私は正直、ジェフ・ベックもエリック・クラプトンもそれほど興味はありません。そんな私がこのライブアルバムに興味を持ったのはベースがタル・ウィルケンフェルドだったからです。タル・ウィルケンフェルドはオーストラリア出身の23歳の女性。女性というよりも女の子と言った方がいいような感じのルックスです。
タル・ウィルケンフェルドはジェフ・ベックの来日時には「週刊アスキー」の山崎浩一のコラムのカットや「ロッキング・オン」の山本直樹の4コマ漫画のネタになっていました。
タル・ウィルケンフェルドのリーダーアルバム『トランスフォーメーション』を視聴してみたのですが、ありがちなフュージョンという感じでいまひとつでした。そこで、『ライヴ・ベック3』ではどんなものか聞いてみたわけです。
『Cause We've Ended As Lovers』での中盤からけっこう長いベースソロはちょっと地味な感じですがいい感じです。『You Never Know』ではイントロのスラップがイイですねぇ。この曲ではほとんどスラップで弾いていて、ジェフ・ベックのギターとジェイソン・リベイロのシンセがメインなのですが、きっちりと仕事をしているという感じがします。タル・ウィルケンフェルドのベース全体的に音が太くてブリブリ鳴っている感じです。歌声と顔のギャップの激しい歌手というのは割とよくいますが。楽器を演奏する人でルックスと出している音のギャップが激しい人は珍しいと思います。
ジェフ・ベックのギターもちろん凄いものがあります。とても65歳とは思えないほどの暴れっぷりです。(このライブが行われたのは2007年です) 不思議なことに私にはメロディーやリフもがほとんど頭に残りませんでした。ジミ・ヘンドリックスのライブ音源などを聞くと、インプロヴィゼーションが長く続いたりすることがありますがメロディーやリフは頭に残るのですが、このアルバムではそういうことはありませんでした。全曲インストルメンタルというせいなのか?

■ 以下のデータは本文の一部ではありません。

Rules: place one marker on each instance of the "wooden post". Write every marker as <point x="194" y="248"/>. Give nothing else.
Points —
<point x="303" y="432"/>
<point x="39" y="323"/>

私がこのアルバムでジェフ・ベックやタル・ウィルケンフェルドの演奏以上に驚いたのはヴィニー・カリウタのドラムです。有名なドラマーらしいのですが私は今回初めてヴィニー・カリウタの演奏を聞きました。元々はフランク・ザッパスの元で修行していた人でスティング、スマップや中島みゆきの曲でも ドラムを叩いているそうです。とにかくうるさいというか落ち着きの無い感じで、ジェフ・ベックのギターに負けないくらい暴れています。
手数と言うかオカズの多いドラム、歌うようにドラムを叩いているような感じとも言えます。パワフルなドラム、独特の間を感じさせるドラマーというのは聞いたことがありますが こんなに手数が多い人は初めて聞きました。ただリズムキープだけなら機械でもできるけど、この人のドラムは機械では再現不能な自由さというか不規則を感じます。